The reality is that Christian theology is a rich spectrum of ideas, and they can't all be squished into a nice, neat little dichotomy. There are too many angles, too many nuances, to divide the world like this.

That's not to say labels are never appropriate. Labels can be a beneficial shorthand for describing complex theology. If we hear that someone is a Catholic or an Anabaptist, a Calvinist or an Arminian, a Lutheran or a Pentecostal, we already know a few things about that person's beliefs and/or practices. And though these groups have their differences, Christianity is big enough to include all of them.

So the problem is not in labeling per se, but in choosing overly broad labels that don't acknowledge this rich diversity. In a recent post Bob at I am a Christian Too looks at an article by Peter Berger titled Going to Extremes, which examines the pitfalls of fundamentalism and relativism.

Unfortunately, these two extremes feed off one another, each becoming the bogeyman the other side fears. If your worldview allows for no choices but a blind certainty about everything or an absolute rejection of absolutes, it's easy to imagine that most of the world falls in line with the opposing side, no matter which side is yours.

The reality is that each side grasps a part of the truth.

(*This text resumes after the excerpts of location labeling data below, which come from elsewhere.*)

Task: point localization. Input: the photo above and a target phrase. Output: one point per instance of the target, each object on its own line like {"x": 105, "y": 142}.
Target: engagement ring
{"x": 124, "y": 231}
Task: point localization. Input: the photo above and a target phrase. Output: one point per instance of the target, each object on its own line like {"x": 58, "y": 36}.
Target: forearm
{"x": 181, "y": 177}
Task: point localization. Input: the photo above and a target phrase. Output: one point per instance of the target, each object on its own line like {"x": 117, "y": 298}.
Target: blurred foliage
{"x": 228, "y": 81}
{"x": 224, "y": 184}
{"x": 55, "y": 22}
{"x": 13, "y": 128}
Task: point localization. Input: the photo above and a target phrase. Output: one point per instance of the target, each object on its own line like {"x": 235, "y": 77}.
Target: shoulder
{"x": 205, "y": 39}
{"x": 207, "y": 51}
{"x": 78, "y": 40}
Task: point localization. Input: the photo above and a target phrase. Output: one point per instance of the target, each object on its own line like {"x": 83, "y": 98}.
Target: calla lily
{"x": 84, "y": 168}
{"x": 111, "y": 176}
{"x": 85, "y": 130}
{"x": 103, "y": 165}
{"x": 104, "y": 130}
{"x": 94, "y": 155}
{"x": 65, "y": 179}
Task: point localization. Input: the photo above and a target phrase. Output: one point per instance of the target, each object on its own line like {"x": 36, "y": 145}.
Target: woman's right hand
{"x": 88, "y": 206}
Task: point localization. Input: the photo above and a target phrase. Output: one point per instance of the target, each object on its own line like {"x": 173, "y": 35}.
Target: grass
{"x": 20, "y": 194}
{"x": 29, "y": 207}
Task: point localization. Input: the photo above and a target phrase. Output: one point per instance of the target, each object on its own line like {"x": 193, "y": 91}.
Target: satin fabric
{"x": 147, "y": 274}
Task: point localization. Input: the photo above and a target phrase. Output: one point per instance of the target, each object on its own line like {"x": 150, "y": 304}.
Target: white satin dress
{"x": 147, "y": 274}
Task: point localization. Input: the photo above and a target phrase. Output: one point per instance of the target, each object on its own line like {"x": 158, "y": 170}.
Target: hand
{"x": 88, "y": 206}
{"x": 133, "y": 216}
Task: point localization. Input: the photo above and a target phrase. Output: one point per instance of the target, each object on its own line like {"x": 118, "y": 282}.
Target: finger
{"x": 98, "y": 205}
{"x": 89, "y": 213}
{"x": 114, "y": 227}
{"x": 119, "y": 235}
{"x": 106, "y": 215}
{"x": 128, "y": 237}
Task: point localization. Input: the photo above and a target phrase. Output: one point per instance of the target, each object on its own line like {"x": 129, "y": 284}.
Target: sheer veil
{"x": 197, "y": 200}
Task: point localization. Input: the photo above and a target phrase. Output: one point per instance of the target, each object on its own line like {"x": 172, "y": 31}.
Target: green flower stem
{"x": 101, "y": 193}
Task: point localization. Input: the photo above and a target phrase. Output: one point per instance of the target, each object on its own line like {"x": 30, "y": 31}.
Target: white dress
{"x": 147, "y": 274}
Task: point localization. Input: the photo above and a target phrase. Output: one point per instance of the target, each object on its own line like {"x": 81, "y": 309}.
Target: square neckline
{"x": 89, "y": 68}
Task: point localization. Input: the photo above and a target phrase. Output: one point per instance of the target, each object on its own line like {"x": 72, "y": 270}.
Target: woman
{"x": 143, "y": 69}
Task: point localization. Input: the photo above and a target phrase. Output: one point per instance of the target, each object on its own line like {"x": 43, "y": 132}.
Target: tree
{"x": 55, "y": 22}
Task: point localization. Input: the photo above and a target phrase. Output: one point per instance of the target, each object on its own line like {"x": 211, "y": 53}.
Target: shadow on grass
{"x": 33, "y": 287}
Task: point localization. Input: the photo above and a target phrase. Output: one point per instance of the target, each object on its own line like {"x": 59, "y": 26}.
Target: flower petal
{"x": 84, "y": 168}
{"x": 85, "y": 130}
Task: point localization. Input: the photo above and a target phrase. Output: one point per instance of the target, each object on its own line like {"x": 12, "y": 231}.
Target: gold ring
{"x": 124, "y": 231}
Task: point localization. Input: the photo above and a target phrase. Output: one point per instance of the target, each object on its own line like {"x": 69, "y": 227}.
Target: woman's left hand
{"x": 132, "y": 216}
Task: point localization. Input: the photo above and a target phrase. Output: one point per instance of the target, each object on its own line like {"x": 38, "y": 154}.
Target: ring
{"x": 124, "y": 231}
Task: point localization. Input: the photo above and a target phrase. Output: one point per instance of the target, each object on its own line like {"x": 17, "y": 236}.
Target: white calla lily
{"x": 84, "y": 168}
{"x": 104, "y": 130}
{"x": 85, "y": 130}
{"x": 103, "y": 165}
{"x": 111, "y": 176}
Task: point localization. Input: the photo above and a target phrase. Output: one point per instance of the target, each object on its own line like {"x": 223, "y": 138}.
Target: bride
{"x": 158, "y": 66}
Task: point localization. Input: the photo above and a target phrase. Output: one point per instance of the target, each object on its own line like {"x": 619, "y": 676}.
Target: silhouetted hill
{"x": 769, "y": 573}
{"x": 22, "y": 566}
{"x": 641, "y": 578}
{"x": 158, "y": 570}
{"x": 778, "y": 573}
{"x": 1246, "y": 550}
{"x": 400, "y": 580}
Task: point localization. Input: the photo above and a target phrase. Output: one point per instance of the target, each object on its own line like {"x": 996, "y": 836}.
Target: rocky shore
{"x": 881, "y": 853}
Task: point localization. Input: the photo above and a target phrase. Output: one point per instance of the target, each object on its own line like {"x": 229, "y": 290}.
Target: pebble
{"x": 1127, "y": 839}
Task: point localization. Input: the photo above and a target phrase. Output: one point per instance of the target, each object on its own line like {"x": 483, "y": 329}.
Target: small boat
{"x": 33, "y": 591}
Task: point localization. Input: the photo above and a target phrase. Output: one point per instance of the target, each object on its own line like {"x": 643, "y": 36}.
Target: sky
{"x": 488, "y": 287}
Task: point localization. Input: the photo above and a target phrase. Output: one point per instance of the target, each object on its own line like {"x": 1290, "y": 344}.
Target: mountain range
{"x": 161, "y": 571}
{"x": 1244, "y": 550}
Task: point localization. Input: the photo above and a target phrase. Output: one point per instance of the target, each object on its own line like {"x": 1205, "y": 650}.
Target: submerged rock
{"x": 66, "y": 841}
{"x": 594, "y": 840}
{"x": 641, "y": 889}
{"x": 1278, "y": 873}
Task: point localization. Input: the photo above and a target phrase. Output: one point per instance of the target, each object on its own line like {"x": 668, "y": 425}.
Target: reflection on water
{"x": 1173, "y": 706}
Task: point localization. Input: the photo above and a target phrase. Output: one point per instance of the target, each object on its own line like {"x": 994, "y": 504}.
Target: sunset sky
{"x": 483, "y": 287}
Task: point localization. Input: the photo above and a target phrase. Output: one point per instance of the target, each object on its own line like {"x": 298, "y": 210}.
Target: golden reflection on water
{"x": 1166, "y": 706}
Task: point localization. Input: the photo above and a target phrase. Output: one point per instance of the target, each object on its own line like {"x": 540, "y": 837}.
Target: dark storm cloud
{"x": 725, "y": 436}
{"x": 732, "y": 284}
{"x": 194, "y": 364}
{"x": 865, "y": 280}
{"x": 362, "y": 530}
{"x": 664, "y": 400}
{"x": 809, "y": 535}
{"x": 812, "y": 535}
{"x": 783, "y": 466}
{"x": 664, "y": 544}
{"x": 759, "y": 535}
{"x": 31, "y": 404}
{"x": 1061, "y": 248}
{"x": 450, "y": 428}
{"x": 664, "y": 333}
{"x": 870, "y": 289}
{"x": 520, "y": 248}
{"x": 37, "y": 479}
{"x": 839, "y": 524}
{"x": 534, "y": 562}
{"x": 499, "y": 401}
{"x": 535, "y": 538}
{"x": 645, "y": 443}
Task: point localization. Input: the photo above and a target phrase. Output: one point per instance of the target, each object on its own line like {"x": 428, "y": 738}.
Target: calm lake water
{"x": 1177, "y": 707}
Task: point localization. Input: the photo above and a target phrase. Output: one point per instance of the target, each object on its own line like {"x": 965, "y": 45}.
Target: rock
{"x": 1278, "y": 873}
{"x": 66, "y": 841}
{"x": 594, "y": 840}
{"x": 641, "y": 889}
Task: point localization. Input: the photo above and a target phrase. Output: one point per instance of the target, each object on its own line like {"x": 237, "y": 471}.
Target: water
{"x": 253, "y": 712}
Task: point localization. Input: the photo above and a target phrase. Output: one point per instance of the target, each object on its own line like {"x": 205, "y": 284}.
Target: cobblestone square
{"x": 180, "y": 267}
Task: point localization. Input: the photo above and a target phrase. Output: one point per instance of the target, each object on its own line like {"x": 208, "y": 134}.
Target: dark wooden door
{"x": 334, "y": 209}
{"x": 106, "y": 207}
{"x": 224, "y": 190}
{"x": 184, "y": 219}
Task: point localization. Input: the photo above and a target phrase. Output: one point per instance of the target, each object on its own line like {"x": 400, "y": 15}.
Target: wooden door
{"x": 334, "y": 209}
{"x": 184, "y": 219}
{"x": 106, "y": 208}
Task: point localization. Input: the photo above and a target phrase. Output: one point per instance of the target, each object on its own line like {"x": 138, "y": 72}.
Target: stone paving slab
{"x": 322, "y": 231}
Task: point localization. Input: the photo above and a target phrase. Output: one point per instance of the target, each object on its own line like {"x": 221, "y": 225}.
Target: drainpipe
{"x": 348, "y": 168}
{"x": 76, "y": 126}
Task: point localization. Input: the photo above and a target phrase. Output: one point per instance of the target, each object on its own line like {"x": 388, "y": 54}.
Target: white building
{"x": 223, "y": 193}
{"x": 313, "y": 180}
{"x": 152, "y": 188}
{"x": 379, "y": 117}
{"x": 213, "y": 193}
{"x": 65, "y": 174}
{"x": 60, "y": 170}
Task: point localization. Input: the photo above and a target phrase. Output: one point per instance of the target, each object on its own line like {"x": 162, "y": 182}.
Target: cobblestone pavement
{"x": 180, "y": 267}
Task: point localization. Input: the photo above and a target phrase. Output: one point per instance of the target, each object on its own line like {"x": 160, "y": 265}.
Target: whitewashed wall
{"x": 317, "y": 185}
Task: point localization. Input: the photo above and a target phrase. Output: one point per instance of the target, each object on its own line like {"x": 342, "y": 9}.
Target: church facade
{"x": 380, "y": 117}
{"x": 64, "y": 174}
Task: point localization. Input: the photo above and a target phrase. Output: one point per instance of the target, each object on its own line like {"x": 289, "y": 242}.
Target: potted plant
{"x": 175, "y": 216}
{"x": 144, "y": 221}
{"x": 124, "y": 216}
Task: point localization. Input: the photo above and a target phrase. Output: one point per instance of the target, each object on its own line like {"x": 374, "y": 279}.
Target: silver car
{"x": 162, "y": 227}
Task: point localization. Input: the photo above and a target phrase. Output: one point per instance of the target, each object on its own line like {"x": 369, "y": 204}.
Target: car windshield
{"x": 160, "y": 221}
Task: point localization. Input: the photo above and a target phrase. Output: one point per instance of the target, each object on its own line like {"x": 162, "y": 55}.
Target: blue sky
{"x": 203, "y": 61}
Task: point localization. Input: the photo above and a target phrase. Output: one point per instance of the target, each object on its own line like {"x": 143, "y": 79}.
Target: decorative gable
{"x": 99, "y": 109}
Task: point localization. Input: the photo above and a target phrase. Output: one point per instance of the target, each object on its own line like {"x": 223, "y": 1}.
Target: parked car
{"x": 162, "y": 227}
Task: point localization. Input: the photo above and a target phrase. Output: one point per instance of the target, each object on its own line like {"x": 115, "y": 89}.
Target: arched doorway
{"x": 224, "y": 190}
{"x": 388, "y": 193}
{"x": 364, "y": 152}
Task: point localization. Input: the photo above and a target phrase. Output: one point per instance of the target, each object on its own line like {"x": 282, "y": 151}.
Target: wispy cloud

Fundamentalists understand that there do exist abolute truths, and relativists grasp that no finite human can be omniscient. It is only when we embrace both of these truths that we are confronted by the reality that some of our cherished beliefs just might by wrong. That realization makes dialogue not just desirable but necessary. Challenges to our beliefs help us clarify our thoughts and refine our understanding.

A retreat into certainty can blind us to the truth just as surely as a retreat into relativism.